If you follow famed filmmaker Ava DuVernay on Twitter, you already know she’s not afraid to call out the man who occupies the Oval Office. On Monday, when Donald Trump tried to get self-righteous about where he stands on criminal justice reform, it was only fitting that the director of the upcoming When They See Us Netflix miniseries, quickly got him together.
In a tweet, Trump suggested that in comparison to a number of Democratic candidates running for the presidency, he has been progressive when it comes to criminal justice reform. He lays this out by applauding himself for the First Step Act he signed at the end of 2018 and then slamming candidates associated with the 1994 Crime Bill.
“Anyone associated with the 1994 Crime Bill will not have a chance of being elected,” Trump asserts. “In particular, African Americans will not be able to vote for you. I, on the other hand, was responsible for Criminal Justice Reform, which had tremendous support, & helped fix the bad 1994 Bill!”
It’s no secret that both former Vice President Joe Biden and Senator Bernie Sanders supported the 1994 crime bill that disproportionately affected the Black community, but what DuVernay pointed out was the hypocrisy in all of it. The reason the 1994 bill happened was because of the actions of people like Trump who just five years before, in 1989, waged an all-out assault on Black and Brown men — particularly the five men who became known as “The Central Park Five.”
“The story people know is the lie that you fed them,” DuVernay refutes in her tweet. “Your violent rhetoric fed tensions that led to the bill you pretend to distance yourself from. But you can’t hide from what you did to The Central Park Five. They were innocent. And they will have the last word.”
The 13th director included a clip from her new mini-series that shows real footage of Trump telling NBC reporter Bryant Gumbel that he would “love to be a well-educated Black.” His words play into his well-documented belief that minorities get unfair advantages in society. “Getting off” for a crime was not going to be an advantage they received on his watch. Trump paid $85,000 for four full-page ads in New York’s most popular papers to demand their execution.

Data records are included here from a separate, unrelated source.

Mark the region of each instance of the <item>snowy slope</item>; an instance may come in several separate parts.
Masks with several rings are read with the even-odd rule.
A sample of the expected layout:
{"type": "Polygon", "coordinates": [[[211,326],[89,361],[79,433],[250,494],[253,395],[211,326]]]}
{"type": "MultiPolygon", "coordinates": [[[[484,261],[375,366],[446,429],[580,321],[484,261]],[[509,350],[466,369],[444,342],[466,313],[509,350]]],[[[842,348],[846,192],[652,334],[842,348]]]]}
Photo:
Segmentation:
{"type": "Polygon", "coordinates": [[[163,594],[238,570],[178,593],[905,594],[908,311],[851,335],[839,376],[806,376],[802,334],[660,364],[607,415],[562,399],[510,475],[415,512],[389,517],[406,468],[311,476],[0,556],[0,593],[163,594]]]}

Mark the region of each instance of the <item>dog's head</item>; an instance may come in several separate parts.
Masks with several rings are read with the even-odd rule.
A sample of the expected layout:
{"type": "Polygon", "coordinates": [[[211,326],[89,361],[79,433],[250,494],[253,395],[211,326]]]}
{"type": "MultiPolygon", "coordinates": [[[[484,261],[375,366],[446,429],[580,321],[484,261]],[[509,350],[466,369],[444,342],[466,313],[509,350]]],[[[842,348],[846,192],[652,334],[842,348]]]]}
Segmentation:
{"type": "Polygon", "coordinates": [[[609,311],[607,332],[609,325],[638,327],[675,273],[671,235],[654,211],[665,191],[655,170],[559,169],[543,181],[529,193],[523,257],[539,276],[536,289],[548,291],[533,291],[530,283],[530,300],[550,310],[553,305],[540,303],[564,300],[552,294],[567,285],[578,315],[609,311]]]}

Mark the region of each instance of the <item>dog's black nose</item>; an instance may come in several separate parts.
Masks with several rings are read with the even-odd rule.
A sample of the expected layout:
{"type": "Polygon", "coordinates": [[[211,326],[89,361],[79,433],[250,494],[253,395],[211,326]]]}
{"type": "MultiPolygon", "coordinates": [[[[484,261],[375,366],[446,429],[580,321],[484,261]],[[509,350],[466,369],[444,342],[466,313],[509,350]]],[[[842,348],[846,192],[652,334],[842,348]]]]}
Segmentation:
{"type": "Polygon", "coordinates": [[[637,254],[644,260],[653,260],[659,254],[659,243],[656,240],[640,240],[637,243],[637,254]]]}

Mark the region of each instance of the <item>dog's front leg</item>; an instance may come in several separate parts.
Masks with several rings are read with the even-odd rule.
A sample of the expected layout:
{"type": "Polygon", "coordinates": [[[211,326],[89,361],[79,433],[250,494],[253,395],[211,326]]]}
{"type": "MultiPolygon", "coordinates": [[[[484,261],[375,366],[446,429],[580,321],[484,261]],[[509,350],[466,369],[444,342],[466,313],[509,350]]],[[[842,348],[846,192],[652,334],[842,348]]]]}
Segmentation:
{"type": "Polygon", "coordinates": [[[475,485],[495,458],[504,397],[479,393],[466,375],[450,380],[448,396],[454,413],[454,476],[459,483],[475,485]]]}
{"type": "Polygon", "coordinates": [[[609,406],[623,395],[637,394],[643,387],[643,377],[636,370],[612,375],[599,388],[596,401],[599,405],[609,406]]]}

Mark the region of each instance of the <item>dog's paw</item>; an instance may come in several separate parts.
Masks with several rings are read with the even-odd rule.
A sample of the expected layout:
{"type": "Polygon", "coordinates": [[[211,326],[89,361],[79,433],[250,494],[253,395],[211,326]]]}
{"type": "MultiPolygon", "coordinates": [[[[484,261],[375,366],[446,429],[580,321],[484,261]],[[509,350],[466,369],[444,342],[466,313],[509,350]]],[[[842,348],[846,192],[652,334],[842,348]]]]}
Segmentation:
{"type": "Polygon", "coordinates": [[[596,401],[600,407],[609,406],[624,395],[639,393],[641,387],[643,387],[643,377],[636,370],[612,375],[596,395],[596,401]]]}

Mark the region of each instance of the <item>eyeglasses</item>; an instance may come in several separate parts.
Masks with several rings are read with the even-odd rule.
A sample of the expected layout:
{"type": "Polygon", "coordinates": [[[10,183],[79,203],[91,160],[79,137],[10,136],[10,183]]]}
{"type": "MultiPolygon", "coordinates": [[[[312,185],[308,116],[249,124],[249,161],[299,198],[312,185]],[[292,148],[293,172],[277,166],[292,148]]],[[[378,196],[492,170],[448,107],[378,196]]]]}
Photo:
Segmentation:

One could make an educated guess that if Trump was in Congress in 1994 he likely would have supported the bill that exacerbated the mass incarceration of Black men. But if speculation isn’t your thing, Trump, among a host of other problematic actions, hired former New York City Mayor Rudy Giuliani who remains infamous for empowering the use of stop-and-frisks which unfairly targeted Black and brown communities. In fact, Trump said in a 2016 interview that he wanted to introduce the measure on a national level. So yea, there’s that.